SOLIDÃO NÃO É PARA SÃO JOÃO

António, figura artística da pequena cidade de Pitombas, tinha uma menina chamada Luana, uma mulata de cabelos encaracolados.Diferente das moças da cidade, ela não se entusiasmava com as tradicionais festas de Pitombas. Mas nem sempre foi assim.

Todas as terças-feiras, sem ninguém perceber, a menina saia rumo à casa do Nego Raimundo, um senhor de idade, ex-professor,aposentado e de saúde um pouco debilitada. Há oito dias estava a trabalhar com caderno e lápis na mão numa peça teatral para presentear o tradicional grupo de quadrilha da cidade: Arrocha o Nó. O seu ego saltitava só em pensar que em poucos meses, dias... os seus olhos e ouvidos estariam cercados de admiração e elogios.

Do lado da escrivaninha, que aparentava ser quase inútil para apoiar os velhos braços do senhor Raimundo e tudo que fosse necessário à vida de um fantástico texto, lá estava Luana sentada, de boca aberta e altamente atenta à leitura dos primeiros rabiscos do velho Nego, tanta admiração assim o deixava cismado, porque não entendia o motivo da tamanha admiração.
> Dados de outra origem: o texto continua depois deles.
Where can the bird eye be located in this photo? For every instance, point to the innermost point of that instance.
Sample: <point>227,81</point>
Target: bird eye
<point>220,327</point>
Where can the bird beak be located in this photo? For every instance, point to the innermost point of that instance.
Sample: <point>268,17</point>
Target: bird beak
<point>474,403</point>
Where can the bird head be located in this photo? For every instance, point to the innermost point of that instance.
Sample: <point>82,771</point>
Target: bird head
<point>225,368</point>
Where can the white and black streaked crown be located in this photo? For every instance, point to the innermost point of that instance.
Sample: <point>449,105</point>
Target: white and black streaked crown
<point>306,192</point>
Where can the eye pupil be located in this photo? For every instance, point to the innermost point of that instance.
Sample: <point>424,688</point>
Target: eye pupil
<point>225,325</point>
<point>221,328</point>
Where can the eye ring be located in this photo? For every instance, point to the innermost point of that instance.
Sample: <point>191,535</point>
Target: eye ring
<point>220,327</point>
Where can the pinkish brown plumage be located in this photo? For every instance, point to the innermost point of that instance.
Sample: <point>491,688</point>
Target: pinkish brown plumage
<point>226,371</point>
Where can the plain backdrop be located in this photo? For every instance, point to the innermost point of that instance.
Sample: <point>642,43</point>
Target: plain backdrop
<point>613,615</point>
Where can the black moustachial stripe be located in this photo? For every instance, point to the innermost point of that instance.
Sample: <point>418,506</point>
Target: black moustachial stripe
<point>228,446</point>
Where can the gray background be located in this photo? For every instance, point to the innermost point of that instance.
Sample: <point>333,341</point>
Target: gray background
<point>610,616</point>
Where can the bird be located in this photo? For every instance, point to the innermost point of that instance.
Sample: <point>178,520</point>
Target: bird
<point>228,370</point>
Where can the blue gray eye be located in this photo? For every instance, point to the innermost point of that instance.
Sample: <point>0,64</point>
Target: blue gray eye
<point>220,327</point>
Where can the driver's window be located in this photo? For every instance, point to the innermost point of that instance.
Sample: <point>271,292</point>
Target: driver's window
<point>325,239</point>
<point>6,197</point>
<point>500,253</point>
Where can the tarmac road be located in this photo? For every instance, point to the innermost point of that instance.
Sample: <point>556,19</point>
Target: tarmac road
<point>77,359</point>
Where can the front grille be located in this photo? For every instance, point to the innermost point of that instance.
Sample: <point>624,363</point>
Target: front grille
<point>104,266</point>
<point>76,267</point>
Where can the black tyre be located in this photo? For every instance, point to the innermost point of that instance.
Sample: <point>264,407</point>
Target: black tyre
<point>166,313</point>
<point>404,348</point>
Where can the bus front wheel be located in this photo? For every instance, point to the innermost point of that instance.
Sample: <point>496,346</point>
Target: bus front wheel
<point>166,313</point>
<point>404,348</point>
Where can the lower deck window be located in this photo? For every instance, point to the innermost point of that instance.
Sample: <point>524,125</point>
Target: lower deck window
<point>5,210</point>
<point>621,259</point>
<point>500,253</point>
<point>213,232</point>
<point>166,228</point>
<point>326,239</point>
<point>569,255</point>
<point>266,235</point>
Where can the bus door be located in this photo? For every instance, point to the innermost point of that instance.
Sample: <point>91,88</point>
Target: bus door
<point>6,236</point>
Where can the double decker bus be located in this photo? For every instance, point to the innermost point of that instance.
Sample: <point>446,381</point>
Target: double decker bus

Luana nada falava, apenas direcionava discretamente ao amigo um sorriso, o que ele não sabia é que a menina ao se despedir se entregava a uma espécie de melancolia que, quase sempre, lhe empalidecia. Isso ninguém percebia, por acontecer nas altas horas da noite!

Não demorou muito para as festividades do mês de junho chegar. Neste período Santo Antônio, o padroeiro da cidade, era o homem mais paparicado pelas moças da cidade, seus ouvidos já exaustados estavam devido a uma imensidão de pedidos e para cada graça um casamento concedido.

Diante dos olhos de Luana a cidade se enfeitava, alegria e som a voz de Luiz Gonzaga noite e dia zoava. Certa noite, após vê o ensaio da quadrilha Arrocha o Nó, Luana se afogava em lágrimas na sua cama, mas levantou-se e ao pé de uma pequena mesa se ajoelhou, rezou e sobre a mesa lá estava uma pequena imagem de Santo António a lhe escutar. A imagem representava para si, além de santidade, uma lembrança dada por seu pai ainda pequenina; homem de fé, criador e dançarino da quadrilha Arrocha o Nó, além disto, era um dos maiores fã do rei do baião. Já na cama, porém adormecida, Luana sonhava alegremente com o pai, no conforto de seus braços a menina escutava os conselhos do velho António. E assim, com o passar das horas ressurgia em Pitombas, ao som da passarada, um novo sol. Para alegria da mãe e de todos, naquela manhã Luana sorria e se banhava a luz do sol demonstrando uma alegria inexplicável, como se de alguma forma os raios do sol lhe alimentassem e lhe restaurasse a vida com belas doses de felicidades.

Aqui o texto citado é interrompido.